Ethics, scientific integrity and code of conduct in research projects

INRAE is a public institution of targeted research that generates new scientific knowledge by combining basic and applied research. As a public service, attentive to its impact on society as a whole, INRAE pays close attention to the orientation and development of its research programmes and to the transmission and use of resulting results and knowledge in support of public policies and for innovation in all its forms. 

These values unite the women and men who work at INRAE hand in hand:

  • for the common good, to meet the expectations of society today and in the future;
  • with socio-economic partners in agriculture, food and the environment;
  • with government partners.

The Institute is therefore committed to ensuring the exemplary behaviour of its teams and to providing benchmarks so that all missions and activities pursue an ambition to serve this general interest in an impartial and exemplary manner.

INRAE, a signatory to the national Ethics Charter for research professions, reaffirmed its commitment to these values in its own Ethics, Scientific Integrity and Code of Conduct Charter for research, along with a specific Scientific Integrity Policy document. The Institute has created a delegation, under the authority of its Chair/Chief Executive Officer to promote and uphold these values.

1. Scientific integrity

Given its obligations as a research organization, INRAE has created a system of scientific integrity advisors who help raise awareness among staff on these issues. They also provide advice and ensure the prevention and investigation of breaches reported to them.

> INRAE policy and provisions for scientific integrity (in French only)

2. Code of Conduct

Everyone who works at INRAE must perform their duties with dignity, impartiality, integrity and probity. They are bound by an obligation of neutrality and respect for secularism. All employees must treat everyone equally and respect their freedom of conscience and dignity.

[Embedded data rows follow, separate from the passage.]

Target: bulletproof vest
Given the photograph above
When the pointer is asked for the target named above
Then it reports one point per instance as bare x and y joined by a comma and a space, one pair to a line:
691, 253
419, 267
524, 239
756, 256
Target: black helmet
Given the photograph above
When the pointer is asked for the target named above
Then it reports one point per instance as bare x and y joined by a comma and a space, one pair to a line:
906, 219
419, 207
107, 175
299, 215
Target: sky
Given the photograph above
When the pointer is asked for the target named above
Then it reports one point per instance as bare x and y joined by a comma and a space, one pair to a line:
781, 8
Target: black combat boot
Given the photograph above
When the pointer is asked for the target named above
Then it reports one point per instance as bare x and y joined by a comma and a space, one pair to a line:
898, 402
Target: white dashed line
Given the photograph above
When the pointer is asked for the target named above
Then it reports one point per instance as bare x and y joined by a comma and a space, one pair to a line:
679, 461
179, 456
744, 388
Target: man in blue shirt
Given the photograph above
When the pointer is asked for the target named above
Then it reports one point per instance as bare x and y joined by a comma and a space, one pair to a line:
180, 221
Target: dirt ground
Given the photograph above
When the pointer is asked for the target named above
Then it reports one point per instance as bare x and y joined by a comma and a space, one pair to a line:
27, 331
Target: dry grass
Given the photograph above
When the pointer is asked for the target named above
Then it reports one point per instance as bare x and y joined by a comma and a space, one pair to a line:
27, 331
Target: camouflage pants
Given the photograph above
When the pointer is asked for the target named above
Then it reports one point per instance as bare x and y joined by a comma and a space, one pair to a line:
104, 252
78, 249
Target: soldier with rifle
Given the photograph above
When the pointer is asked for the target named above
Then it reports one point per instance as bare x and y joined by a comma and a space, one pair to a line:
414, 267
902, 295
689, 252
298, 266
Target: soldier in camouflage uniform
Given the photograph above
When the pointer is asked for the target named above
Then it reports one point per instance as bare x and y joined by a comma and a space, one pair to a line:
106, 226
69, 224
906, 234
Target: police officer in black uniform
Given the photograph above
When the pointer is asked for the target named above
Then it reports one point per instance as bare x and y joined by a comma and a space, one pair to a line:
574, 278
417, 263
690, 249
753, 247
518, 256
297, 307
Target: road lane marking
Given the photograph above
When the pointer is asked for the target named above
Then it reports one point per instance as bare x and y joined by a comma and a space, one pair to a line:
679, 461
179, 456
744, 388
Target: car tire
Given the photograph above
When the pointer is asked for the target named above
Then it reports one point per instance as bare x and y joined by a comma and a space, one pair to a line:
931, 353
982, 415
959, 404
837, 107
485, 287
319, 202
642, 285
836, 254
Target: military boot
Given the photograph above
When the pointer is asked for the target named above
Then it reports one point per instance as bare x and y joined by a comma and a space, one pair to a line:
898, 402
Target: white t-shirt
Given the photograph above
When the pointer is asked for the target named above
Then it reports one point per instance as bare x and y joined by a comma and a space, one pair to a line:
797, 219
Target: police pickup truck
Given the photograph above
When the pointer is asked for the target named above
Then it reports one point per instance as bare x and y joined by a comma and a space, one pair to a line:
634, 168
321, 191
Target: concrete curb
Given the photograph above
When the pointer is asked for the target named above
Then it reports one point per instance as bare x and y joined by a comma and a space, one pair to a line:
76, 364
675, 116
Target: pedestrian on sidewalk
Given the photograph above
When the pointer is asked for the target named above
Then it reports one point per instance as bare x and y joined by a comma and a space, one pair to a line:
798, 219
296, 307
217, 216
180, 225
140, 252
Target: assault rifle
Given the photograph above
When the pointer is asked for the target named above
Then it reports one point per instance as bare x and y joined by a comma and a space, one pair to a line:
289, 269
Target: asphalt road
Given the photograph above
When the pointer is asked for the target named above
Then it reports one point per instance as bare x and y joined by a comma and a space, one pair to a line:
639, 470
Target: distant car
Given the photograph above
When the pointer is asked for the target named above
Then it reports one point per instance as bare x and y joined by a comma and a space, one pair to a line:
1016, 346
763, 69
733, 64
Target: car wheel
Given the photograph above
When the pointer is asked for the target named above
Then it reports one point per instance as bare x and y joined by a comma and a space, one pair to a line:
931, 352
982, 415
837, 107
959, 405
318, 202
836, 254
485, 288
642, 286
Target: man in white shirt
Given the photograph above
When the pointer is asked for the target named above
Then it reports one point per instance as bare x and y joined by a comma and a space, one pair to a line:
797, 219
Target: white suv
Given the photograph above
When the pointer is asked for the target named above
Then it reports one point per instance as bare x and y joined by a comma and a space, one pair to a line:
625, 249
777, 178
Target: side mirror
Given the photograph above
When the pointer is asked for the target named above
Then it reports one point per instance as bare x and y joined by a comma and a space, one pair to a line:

Additional conduct-related obligations include the full dedication of one’s activities to the required tasks, the prevention and elimination of conflicts of interest, an obligation of professional secrecy, discretion, transparency, responsibility, and an obligation to follow orders and to report crimes and offences.

INRAE employees continue to be held to other democratic, professional and social values. Though not specified in a document, these aim to ensure the quality of their efforts toward the common good. It is the task of every employee to help implement and uphold these values, including senior management teams, centre presidents and unit directors.

Our ethics policy also provides clarified meaning and useful benchmarks to teams so that individuals can ask themselves the right questions before taking a decision to act and adhere to an approach that respects these values and obligations. These reference points are defined in the Ethics, Scientific Integrity and Code of Conduct Charter.

The Ethics delegation acts to implement measures in support of this process and addresses the questions and concerns of employees.

In accordance with French laws on transparency, corruption and the modernisation of the economy, INRAE has established a whistle-blower system to report events or threats of serious harm to the common good, crimes and offences, or serious and clear breaches of a treaty, a law or regulation.

> Ethics, Scientific integrity and Code of Conduct Charter

3. Ethics

At INRAE, the subject of ethics is addressed at the institutional policy level, through referrals to and the opinions of the Joint Ethics Advisory Committee, and at the project level through a project ethics committee.

Numerous ethical issues arise in relation to legislation concerning things like research involving humans, animal testing, the use of genetic resources, genetically modified organisms, data protection, and biosafety and biosecurity. They can be classified into three categories according to the level of impact they have on society.

Respect for the individual is the core subject of research ethics. Respect for the living world and the environment requires reflection on the methods and consequences of projects. Last but not least, respect for partners in joint projects is a key concern for many teams.